Four stocks to snap up on weakness

Professional investor Julian Chillingworth believes the markets have a way to fall yet. But there are still opportunities to buy on weakness. Here, he picks four stocks to watch.

Each week, a professional investor tells MoneyWeek where he'd put his money now. This week: Julian Chillingworth, chief investment officer and manager of the Rathbone Income and Growth fund.

It's been an extraordinary few weeks for finance, filled with collapses, bail-outs and takeovers. We doubt that government-sponsored initiatives will draw a line under the credit crisis, so the risk of serious capital erosion is high. That's why we are staying defensively positioned in investments that can show low levels of gearing, strong balance sheets, cash generation and visibility of earnings. No bell will ring when the market bottoms, but arguably we have another downward leg to endure as the market takes account of the burden on the US taxpayer from the bail-outs and its impact on the real economy. Markets capitulate when the economic environment is at its bleakest this is now most probable in 2009 for UK investors. Our cash levels remain high, and trading is muted. However, we are watching the following stocks for suitable entry points.

Container manufacturer Rexam (LSE:REX) is a defensive play. Its share price rose about 20% after good interim numbers. The business model is easy to grasp Rexam makes plastic and aluminium containers for a range of purposes, feeding into the relative safety of the consumer staples sector. Its pricing policy means it is also insulated from commodity price rises the costs are shouldered by the goods' producers. The European business has continued to grow strongly, as has South America, although the US is a little softer. Rexam is well positioned in the fastest-growing countries thanks to its expansionary capital spending programme. The shares yield 4.9%.

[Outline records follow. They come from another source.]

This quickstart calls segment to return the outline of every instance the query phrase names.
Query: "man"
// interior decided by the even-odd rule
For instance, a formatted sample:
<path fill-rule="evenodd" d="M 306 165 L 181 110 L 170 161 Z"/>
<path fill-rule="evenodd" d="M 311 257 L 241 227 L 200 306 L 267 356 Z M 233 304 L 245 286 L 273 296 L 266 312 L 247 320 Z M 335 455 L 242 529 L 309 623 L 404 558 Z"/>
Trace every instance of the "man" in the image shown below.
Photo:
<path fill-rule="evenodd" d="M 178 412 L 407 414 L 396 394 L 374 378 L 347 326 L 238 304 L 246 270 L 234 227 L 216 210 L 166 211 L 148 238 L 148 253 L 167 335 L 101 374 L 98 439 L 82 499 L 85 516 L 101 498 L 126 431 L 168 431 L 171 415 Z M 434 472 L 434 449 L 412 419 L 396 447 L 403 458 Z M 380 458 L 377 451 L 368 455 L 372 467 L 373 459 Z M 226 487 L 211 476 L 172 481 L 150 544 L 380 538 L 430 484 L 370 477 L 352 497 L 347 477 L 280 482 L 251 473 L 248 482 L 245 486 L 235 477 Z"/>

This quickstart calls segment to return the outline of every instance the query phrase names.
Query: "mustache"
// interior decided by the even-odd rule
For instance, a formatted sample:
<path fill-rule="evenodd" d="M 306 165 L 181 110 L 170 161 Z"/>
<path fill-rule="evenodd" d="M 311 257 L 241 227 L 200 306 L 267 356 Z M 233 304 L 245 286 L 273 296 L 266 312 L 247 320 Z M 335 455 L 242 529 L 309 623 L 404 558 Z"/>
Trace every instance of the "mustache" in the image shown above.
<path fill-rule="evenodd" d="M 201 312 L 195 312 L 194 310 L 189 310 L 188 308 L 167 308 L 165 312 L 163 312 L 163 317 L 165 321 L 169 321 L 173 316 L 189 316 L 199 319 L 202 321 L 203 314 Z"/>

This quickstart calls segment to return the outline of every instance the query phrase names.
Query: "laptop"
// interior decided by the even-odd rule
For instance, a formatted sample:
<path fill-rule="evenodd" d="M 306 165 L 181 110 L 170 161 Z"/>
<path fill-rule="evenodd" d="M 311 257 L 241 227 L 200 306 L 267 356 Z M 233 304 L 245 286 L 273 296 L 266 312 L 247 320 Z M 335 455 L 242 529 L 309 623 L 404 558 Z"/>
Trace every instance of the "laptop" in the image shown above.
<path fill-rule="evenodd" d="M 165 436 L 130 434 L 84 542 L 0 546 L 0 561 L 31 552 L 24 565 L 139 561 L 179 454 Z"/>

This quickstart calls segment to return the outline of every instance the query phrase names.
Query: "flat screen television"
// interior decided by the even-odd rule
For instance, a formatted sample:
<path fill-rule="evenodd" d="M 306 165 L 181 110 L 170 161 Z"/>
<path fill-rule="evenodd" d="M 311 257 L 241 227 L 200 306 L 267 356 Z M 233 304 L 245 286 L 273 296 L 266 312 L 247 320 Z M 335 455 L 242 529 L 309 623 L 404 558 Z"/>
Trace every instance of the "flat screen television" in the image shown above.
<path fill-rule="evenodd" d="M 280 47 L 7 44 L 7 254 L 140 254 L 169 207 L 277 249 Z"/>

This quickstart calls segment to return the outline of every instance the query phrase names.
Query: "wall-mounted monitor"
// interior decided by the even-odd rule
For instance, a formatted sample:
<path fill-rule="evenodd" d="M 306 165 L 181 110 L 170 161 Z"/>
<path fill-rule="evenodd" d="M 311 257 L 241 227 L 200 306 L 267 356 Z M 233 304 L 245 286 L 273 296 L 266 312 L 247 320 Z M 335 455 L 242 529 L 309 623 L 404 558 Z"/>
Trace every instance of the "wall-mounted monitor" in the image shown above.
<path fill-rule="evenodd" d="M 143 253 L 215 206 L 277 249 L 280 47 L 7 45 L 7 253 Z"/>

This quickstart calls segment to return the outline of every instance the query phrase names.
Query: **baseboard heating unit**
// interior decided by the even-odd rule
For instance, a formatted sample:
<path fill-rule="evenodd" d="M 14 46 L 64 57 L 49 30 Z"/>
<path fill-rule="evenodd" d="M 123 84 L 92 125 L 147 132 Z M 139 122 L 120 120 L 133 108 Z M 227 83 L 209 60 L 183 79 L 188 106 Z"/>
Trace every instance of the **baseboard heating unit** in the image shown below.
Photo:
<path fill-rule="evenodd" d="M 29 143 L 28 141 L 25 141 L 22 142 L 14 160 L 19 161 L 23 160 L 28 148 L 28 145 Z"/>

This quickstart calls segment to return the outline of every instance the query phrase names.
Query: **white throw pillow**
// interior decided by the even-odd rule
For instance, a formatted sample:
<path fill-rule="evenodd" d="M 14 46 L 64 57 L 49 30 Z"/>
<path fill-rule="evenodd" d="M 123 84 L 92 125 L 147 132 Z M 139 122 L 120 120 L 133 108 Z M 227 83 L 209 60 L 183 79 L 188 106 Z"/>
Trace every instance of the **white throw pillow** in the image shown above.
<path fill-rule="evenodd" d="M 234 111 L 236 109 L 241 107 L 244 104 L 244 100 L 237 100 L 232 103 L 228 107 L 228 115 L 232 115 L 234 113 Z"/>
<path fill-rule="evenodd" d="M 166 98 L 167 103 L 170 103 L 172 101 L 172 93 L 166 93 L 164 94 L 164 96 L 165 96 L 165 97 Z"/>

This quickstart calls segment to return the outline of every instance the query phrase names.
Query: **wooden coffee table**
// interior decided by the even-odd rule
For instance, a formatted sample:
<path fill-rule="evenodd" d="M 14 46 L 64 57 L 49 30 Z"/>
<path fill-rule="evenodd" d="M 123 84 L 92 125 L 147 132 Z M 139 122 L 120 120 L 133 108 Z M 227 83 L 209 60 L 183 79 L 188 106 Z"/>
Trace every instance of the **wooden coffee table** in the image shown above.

We have bought into Scottish & Southern Energy (LSE:SSE) on a yield of 4.3%. The group has benefited from higher electricity prices and the need to secure our future energy supply; it is involved in alternatives such as wind power. The dividend has doubled since 2000, and investment opportunities will provide continued growth. We also believe that future earnings are predictable, which is particularly useful in the current environment.

Temporary-power provider Aggreko (LSE:AGK) is still a favoured industrials stock. It now benefits from a greater profile in China on the back of its work at the Beijing Olympics, and interim figures beat City hopes. Compared to last year, its return on capital employed (ROC) was up 28%, revenues were up 28%, trading profit 42%, and earnings per share (EPS) 45%. The interim dividend was also raised by 25%. The business is driven mainly by strong operations in emerging markets, which help to offset softer growth in the US and Europe. Aggreko recently bought a small Canadian operator, which will give it access to the $10bn oil-sands market. We agree with management that the imbalance between supply and demand will continue to push the business forward. We have recently taken profits but remain buyers on weakness.

HSBC (LSE:HSBA) is our preferred play in a volatile sector. It looks overvalued now, but it is well capitalised and diversified, and has so far refused to bow to its 'white knight' status, having passed on HBoS and cancelled a deal to buy Korea Exchange Bank. HSBC is now the world's largest bank by market capitalisation at $180bn; its exposure to emerging markets is reassuring, and we believe the bank will easily maintain its credit ratios relative to peers, and keep paying cash dividends. Buy on weakness.